Population map files are tab delimited files with two columns. The first column specifies the sample identifier and the second column specifies a population identifier. A header line is optional, but if present the column names should be SAMPLE and POPULATION.

Multiple population map files may be provided and these may assign multiple populations to the same sample. This allows multiple levels of population structure or overlapping populations to be described.

Output Formats

This annotator can produce the following outputs: report file.

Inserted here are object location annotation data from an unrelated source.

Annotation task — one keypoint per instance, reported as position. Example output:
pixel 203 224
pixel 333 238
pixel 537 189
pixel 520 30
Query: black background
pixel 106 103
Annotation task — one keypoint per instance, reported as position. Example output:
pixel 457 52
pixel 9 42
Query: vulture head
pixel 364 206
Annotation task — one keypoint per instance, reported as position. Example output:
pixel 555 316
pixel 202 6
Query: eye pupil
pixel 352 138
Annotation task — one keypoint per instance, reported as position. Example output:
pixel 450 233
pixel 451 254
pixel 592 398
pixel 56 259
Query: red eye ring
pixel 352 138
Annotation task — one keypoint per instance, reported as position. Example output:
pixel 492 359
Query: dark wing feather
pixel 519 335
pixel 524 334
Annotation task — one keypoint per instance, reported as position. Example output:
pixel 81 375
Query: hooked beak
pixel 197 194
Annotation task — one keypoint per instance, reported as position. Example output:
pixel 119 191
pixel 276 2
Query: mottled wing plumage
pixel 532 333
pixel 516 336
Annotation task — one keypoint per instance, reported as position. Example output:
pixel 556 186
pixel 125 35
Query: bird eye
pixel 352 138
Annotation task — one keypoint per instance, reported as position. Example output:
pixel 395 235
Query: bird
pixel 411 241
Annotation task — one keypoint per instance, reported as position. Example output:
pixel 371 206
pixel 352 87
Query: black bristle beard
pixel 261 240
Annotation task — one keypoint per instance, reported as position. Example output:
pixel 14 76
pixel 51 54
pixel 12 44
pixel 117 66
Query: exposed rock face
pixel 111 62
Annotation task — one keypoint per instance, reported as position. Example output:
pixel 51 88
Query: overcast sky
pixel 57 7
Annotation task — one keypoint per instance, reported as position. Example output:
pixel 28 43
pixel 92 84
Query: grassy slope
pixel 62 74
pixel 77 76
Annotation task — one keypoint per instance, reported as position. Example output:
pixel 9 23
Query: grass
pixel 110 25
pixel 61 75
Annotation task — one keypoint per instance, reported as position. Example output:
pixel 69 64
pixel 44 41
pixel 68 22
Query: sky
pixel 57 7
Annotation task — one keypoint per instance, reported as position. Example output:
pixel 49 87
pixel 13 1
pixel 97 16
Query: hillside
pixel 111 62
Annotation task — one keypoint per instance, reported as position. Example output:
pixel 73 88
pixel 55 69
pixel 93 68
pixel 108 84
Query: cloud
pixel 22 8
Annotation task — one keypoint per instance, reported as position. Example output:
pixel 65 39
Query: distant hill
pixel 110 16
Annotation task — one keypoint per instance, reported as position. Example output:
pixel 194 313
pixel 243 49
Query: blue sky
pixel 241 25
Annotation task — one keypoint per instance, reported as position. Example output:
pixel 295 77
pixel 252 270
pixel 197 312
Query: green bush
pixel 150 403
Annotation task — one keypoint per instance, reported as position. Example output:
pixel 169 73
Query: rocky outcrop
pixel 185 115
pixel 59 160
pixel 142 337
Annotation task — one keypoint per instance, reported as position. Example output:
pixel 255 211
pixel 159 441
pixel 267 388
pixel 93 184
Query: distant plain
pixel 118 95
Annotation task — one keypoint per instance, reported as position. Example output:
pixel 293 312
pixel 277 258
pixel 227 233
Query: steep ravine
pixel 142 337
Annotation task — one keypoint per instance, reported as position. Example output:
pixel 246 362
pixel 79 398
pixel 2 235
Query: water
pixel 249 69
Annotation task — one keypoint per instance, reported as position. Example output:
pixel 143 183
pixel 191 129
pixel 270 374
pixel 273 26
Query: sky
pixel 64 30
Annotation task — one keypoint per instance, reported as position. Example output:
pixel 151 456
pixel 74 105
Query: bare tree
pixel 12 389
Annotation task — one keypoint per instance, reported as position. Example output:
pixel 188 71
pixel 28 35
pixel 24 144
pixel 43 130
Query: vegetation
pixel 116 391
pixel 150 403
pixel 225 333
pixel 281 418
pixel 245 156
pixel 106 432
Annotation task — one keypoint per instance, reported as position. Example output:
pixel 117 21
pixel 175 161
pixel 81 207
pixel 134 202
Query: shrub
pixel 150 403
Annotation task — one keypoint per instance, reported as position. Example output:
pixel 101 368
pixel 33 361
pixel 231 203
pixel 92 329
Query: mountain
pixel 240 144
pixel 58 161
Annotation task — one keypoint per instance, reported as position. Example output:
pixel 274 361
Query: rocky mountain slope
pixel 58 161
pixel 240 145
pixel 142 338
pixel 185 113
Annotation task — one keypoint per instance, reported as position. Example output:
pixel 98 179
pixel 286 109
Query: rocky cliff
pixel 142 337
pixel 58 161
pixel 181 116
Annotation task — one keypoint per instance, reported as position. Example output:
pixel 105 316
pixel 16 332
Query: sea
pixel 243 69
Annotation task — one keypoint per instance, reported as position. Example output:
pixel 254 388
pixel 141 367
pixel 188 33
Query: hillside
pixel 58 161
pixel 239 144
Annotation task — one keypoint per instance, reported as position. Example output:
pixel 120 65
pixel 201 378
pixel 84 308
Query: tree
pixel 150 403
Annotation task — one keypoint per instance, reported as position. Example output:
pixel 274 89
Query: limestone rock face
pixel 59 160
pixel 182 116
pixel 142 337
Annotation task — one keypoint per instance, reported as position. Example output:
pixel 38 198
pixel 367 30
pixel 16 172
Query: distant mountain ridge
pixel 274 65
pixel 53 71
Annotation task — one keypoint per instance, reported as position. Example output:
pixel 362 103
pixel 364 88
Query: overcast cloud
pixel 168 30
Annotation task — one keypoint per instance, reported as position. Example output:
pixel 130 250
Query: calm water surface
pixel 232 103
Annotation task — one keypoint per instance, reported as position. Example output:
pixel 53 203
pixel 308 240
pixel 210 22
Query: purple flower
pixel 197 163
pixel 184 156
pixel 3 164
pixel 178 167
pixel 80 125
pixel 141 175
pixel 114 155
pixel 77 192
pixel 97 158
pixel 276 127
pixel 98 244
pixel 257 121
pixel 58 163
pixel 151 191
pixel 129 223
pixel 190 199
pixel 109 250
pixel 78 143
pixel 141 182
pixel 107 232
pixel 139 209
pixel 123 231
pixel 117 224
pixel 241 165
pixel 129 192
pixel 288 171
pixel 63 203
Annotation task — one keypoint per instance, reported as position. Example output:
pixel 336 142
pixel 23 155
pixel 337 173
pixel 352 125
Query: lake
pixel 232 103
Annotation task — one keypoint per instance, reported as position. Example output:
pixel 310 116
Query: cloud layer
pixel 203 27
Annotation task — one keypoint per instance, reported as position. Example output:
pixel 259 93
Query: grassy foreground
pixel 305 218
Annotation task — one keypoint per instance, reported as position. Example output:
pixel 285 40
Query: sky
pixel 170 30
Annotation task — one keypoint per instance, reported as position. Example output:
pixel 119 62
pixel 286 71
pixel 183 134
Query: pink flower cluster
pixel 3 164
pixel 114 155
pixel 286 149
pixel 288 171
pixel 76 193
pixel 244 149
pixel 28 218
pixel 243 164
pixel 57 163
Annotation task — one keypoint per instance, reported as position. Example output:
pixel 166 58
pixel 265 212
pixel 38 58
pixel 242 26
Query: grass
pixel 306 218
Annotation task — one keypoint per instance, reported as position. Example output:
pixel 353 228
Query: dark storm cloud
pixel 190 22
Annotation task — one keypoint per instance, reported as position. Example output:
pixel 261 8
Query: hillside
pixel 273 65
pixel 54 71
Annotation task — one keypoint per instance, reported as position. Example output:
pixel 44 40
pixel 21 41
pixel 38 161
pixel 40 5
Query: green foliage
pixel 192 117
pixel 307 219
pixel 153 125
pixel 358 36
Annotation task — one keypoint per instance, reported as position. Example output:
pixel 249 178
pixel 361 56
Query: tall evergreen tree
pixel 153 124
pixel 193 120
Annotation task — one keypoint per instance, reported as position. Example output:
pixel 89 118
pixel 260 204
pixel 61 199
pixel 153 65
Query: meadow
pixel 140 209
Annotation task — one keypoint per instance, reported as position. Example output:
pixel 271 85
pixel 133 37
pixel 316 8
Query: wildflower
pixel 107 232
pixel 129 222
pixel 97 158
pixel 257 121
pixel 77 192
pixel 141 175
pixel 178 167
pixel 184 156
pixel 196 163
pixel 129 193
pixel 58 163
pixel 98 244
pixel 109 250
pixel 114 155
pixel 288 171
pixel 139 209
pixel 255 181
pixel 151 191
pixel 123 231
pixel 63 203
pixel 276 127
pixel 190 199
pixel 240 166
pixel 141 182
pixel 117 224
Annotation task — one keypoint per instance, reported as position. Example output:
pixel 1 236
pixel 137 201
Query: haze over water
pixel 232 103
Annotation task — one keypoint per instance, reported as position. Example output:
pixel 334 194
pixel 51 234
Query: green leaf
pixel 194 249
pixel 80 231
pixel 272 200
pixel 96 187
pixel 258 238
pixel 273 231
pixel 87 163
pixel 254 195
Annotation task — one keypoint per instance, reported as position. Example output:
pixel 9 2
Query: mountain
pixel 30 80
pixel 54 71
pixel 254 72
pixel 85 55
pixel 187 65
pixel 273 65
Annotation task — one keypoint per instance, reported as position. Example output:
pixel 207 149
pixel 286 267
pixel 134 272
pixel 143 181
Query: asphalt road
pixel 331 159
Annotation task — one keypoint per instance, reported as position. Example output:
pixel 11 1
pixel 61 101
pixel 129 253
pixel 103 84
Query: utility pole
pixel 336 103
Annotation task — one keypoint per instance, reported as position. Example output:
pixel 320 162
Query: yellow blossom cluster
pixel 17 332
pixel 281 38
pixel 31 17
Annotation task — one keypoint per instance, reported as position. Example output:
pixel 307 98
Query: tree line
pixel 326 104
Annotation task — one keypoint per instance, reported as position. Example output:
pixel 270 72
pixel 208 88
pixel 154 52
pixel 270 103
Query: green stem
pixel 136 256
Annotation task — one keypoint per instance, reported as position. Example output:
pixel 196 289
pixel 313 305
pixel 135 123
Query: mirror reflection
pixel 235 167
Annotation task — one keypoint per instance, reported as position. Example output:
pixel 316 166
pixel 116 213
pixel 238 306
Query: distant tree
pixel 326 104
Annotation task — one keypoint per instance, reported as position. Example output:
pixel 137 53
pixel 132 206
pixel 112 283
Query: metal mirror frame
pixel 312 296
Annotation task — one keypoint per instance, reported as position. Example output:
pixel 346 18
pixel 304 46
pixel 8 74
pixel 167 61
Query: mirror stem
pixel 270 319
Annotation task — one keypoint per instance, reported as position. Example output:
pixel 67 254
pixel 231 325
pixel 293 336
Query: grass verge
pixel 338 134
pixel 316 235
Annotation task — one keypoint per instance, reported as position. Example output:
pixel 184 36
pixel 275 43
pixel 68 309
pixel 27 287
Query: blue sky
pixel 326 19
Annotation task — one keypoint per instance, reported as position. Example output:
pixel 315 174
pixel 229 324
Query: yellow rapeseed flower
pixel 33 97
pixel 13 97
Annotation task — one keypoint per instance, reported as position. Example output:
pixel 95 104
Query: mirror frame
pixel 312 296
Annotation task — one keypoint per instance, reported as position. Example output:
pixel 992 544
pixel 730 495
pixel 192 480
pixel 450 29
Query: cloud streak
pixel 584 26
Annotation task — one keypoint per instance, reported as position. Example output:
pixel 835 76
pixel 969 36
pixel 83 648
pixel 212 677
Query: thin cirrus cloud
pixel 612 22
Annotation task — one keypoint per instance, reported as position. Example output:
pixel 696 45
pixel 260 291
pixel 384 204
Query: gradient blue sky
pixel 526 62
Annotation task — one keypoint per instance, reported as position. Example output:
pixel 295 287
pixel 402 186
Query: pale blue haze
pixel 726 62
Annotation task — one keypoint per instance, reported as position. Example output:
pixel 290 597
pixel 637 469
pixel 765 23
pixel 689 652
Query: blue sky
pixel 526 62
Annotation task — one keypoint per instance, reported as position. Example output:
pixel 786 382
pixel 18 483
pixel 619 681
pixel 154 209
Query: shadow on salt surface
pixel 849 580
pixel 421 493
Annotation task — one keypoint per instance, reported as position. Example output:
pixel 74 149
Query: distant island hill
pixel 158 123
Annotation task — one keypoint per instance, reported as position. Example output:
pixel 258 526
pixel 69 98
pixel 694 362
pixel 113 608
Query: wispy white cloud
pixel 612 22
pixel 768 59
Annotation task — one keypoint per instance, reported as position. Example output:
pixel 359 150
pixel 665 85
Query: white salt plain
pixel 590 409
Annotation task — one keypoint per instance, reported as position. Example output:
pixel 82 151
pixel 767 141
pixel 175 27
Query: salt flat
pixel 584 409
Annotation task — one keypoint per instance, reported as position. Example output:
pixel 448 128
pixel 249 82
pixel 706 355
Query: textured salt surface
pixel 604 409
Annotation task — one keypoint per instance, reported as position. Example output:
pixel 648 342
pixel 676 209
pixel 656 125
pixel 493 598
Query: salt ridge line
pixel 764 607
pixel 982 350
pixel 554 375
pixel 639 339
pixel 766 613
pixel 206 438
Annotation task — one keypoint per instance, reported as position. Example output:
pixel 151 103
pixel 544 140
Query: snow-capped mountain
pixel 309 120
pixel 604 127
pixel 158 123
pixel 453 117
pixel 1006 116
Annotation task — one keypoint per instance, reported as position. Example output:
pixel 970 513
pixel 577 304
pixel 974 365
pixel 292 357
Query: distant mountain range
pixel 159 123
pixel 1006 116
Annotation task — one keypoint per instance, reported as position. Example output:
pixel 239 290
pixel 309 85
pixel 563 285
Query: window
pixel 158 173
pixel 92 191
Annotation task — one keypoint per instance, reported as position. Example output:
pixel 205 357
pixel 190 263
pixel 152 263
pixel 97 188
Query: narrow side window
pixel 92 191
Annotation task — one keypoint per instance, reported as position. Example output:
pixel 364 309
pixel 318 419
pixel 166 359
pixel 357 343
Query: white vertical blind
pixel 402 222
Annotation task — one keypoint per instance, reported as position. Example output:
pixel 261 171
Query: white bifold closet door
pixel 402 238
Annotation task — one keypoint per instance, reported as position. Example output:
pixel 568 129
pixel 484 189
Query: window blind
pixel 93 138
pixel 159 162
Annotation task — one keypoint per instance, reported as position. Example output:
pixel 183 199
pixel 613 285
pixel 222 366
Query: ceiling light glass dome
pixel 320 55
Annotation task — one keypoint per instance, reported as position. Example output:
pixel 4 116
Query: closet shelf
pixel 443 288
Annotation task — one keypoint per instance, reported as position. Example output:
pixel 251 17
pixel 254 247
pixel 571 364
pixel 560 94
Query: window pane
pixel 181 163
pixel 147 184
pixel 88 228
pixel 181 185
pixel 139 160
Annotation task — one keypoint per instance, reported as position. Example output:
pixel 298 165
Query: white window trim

This report file contains one line for each population for each variant. The columns in the report file are:

ID
The ID of the variant.
PLOIDY
The expected ploidy at this site. Sites on sex chromosomes that are not uniformly diploid will be missing some statistics.
POPULATION
The population identifier.
AAF
The non-reference allele frequency.
NALLELES
The total number of alleles (chromosomes) in the population.
NNOCALLALLELES
The number of alleles (chromosomes) for which no genotype call is available.
NREFALLELES
The number of alleles (chromosomes) that match the reference.
NALTALLELES
The number of alleles (chromosomes) that are the non-reference allele.
NGENOTYPES
The total number of individuals in the population.
NNOCALL
The number of individuals for which no genotype call is available.
NHOMREF
The number of individuals that are called homozygous for the reference allele.
NHET
The number of individuals that are called heterozygous.
NHOMALT
The number of individuals that are called homozygous for the alternate allele.
HWEPVALUE
Hardy-Weinberg equilibrium p-value.

Example

 java -Xmx4g -cp SVToolkit.jar \
     org.broadinstitute.sv.main.SVAnnotator \
     -A AlleleFrequency \
     -R human_g1k_v37.fasta \
     -vcf input.vcf \
     -populationMapFile 1000G_populations.map \
     -writeReport true \
     -reportDirectory reportdir

AlleleFrequencyAnnotator specific arguments

Name Type Default value Summary
Optional Parameters
-filterGenotypes Boolean true True to ignore genotypes that have been filtered
-filterVariants Boolean true True to ignore variants that have been filtered
-genotypeQualityThreshold Double NA Ignore genotypes below this genotype quality GQ value (default no threshold)
-population List[String] NA Population(s) or .list file of populations to process
-populationMapFile List[File] NA Map file (or files) containing sample to population assignments

Argument details

--filterGenotypes / -filterGenotypes ( Boolean with default value true )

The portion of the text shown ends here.